Tables DDL statement
https://docs.aws.amazon.com/athena/latest/ug/waf-logs.html
3. 建立並執行 SQL
行完會有 Result
Completed Time in queue: 60 ms Run time: 3.118 sec Data scanned: 52.11 MB
i.e.
# Return records from the last 24 hours
SELECT to_iso8601(from_unixtime(timestamp/1000)) AS time_ISO_8601, httpsourcename, httpsourceid, httprequest FROM waf_logs WHERE from_unixtime(timestamp/1000) > now() - interval '1' day LIMIT 10;
# Search by URL
SELECT to_iso8601(from_unixtime(timestamp/1000)) AS time_ISO_8601, httpsourceid as "CF Distribution", terminatingruleid as "Last issued rule", action as "Action", httprequest.clientip as "Client IP", httprequest.country as "Country", httprequest.uri as "Request URI", httprequest.httpmethod as "Method", httprequest.headers as "Full request header" FROM waf_logs WHERE httprequest.uri like '/stripe%'
WAF log 常用的 fields
i.e.
- "timestamp": 1700694004928
- "terminatingRuleId": "AWS-AWSManagedRulesAnonymousIpList"
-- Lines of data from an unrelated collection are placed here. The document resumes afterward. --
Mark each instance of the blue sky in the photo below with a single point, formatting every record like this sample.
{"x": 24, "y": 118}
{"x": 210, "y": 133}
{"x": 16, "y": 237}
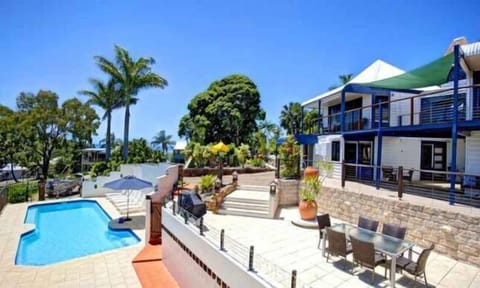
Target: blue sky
{"x": 293, "y": 50}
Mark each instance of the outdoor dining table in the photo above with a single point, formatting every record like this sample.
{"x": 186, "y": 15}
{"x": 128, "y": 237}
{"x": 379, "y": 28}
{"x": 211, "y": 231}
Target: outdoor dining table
{"x": 391, "y": 246}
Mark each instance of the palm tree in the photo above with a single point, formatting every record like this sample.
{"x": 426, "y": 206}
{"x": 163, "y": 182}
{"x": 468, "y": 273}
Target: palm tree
{"x": 163, "y": 140}
{"x": 107, "y": 97}
{"x": 132, "y": 76}
{"x": 345, "y": 78}
{"x": 291, "y": 117}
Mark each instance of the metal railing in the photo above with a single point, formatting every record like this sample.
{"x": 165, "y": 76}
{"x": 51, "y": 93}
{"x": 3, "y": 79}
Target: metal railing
{"x": 433, "y": 184}
{"x": 246, "y": 256}
{"x": 3, "y": 197}
{"x": 404, "y": 111}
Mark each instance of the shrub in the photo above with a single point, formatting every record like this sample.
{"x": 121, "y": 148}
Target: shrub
{"x": 256, "y": 162}
{"x": 99, "y": 169}
{"x": 16, "y": 192}
{"x": 207, "y": 182}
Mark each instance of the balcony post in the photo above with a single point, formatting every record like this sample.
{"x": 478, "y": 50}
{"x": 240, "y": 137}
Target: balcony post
{"x": 379, "y": 149}
{"x": 342, "y": 112}
{"x": 319, "y": 122}
{"x": 453, "y": 165}
{"x": 302, "y": 120}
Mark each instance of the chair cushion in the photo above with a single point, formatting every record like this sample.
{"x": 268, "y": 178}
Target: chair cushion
{"x": 379, "y": 259}
{"x": 349, "y": 249}
{"x": 402, "y": 262}
{"x": 411, "y": 268}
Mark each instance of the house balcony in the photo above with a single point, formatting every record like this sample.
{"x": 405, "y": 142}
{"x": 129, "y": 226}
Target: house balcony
{"x": 413, "y": 112}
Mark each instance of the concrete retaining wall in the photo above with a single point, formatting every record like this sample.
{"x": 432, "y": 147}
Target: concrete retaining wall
{"x": 195, "y": 262}
{"x": 454, "y": 234}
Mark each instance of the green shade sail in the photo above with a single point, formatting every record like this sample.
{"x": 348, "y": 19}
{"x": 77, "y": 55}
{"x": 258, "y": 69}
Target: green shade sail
{"x": 434, "y": 73}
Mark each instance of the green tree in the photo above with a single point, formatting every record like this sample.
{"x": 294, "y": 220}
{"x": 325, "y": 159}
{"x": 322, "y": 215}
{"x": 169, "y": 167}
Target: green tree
{"x": 132, "y": 76}
{"x": 242, "y": 153}
{"x": 10, "y": 139}
{"x": 46, "y": 126}
{"x": 163, "y": 140}
{"x": 291, "y": 117}
{"x": 107, "y": 97}
{"x": 227, "y": 111}
{"x": 289, "y": 157}
{"x": 310, "y": 121}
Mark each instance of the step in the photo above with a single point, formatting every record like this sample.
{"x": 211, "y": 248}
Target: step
{"x": 242, "y": 212}
{"x": 254, "y": 188}
{"x": 233, "y": 198}
{"x": 246, "y": 206}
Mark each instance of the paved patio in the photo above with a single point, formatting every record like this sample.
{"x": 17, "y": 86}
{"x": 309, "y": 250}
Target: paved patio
{"x": 291, "y": 247}
{"x": 108, "y": 269}
{"x": 276, "y": 241}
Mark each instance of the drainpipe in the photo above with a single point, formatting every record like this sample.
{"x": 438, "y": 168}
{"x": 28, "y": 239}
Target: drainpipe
{"x": 453, "y": 165}
{"x": 320, "y": 118}
{"x": 379, "y": 147}
{"x": 301, "y": 123}
{"x": 342, "y": 112}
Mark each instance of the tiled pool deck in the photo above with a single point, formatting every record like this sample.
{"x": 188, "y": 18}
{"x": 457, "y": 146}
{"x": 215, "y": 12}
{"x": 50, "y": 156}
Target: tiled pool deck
{"x": 107, "y": 269}
{"x": 291, "y": 247}
{"x": 278, "y": 241}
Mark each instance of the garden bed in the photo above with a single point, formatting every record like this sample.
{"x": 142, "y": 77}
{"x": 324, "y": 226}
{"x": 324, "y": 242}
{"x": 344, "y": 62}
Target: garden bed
{"x": 196, "y": 172}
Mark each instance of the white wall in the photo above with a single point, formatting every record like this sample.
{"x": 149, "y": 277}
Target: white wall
{"x": 186, "y": 272}
{"x": 405, "y": 151}
{"x": 472, "y": 153}
{"x": 165, "y": 182}
{"x": 400, "y": 151}
{"x": 148, "y": 172}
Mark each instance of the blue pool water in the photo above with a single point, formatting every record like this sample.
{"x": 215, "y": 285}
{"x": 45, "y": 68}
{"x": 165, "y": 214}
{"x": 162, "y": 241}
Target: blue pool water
{"x": 68, "y": 230}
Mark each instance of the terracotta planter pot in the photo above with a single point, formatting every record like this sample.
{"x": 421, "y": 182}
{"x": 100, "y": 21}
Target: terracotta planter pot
{"x": 310, "y": 172}
{"x": 307, "y": 209}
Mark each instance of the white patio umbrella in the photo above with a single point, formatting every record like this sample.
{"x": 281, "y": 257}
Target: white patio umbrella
{"x": 128, "y": 183}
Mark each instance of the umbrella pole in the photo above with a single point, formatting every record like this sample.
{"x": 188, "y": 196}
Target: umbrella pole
{"x": 128, "y": 202}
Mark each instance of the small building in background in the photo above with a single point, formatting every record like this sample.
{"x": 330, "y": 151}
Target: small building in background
{"x": 178, "y": 156}
{"x": 91, "y": 156}
{"x": 7, "y": 170}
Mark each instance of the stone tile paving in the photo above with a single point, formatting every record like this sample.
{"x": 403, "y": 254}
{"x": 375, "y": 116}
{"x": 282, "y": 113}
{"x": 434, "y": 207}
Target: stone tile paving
{"x": 108, "y": 269}
{"x": 291, "y": 247}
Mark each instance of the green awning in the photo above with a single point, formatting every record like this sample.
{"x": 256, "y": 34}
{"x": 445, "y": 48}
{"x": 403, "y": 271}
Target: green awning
{"x": 434, "y": 73}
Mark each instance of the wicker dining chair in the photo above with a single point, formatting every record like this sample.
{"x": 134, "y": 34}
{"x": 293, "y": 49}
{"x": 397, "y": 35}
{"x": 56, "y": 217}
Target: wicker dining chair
{"x": 337, "y": 245}
{"x": 323, "y": 221}
{"x": 416, "y": 268}
{"x": 394, "y": 230}
{"x": 366, "y": 223}
{"x": 364, "y": 254}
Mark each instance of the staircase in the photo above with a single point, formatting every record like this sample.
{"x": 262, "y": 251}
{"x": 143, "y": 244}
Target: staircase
{"x": 250, "y": 201}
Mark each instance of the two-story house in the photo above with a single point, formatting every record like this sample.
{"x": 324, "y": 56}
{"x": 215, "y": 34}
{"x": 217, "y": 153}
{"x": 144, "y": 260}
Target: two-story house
{"x": 426, "y": 120}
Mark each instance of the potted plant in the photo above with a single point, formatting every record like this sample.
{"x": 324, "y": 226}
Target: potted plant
{"x": 308, "y": 194}
{"x": 290, "y": 158}
{"x": 207, "y": 183}
{"x": 312, "y": 186}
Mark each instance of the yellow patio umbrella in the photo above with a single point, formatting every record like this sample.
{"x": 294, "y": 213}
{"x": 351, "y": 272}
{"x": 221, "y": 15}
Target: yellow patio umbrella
{"x": 220, "y": 147}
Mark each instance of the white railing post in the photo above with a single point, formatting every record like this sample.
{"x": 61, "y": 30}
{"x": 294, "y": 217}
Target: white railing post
{"x": 148, "y": 219}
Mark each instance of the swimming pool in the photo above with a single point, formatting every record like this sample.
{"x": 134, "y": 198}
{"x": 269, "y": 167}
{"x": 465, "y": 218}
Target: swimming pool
{"x": 68, "y": 230}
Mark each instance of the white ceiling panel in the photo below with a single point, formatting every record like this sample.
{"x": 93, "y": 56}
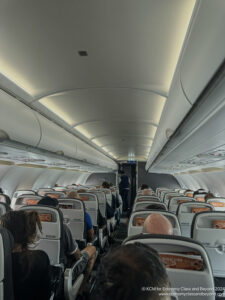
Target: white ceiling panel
{"x": 115, "y": 93}
{"x": 86, "y": 105}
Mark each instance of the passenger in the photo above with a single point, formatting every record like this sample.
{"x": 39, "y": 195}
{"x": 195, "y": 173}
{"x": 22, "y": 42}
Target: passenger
{"x": 144, "y": 186}
{"x": 70, "y": 247}
{"x": 105, "y": 185}
{"x": 146, "y": 192}
{"x": 124, "y": 187}
{"x": 132, "y": 272}
{"x": 81, "y": 191}
{"x": 155, "y": 206}
{"x": 6, "y": 200}
{"x": 157, "y": 224}
{"x": 31, "y": 268}
{"x": 110, "y": 211}
{"x": 208, "y": 196}
{"x": 88, "y": 221}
- "terminatingRuleType": "MANAGED_RULE_GROUP"
- "action": "BLOCK"
- "httpSourceId": "CF 的 Distributions 名"
httpRequest # client info 的 json
- clientIp
- country
- headers
- uri
- httpMethod
- requestId # httprequest.requestId
Athena create saved query
* You cannot change the workgroup or database to which the query belongs.
Above the query editor window, on the tab for the query, choose the three vertical dots, and then choose Save as.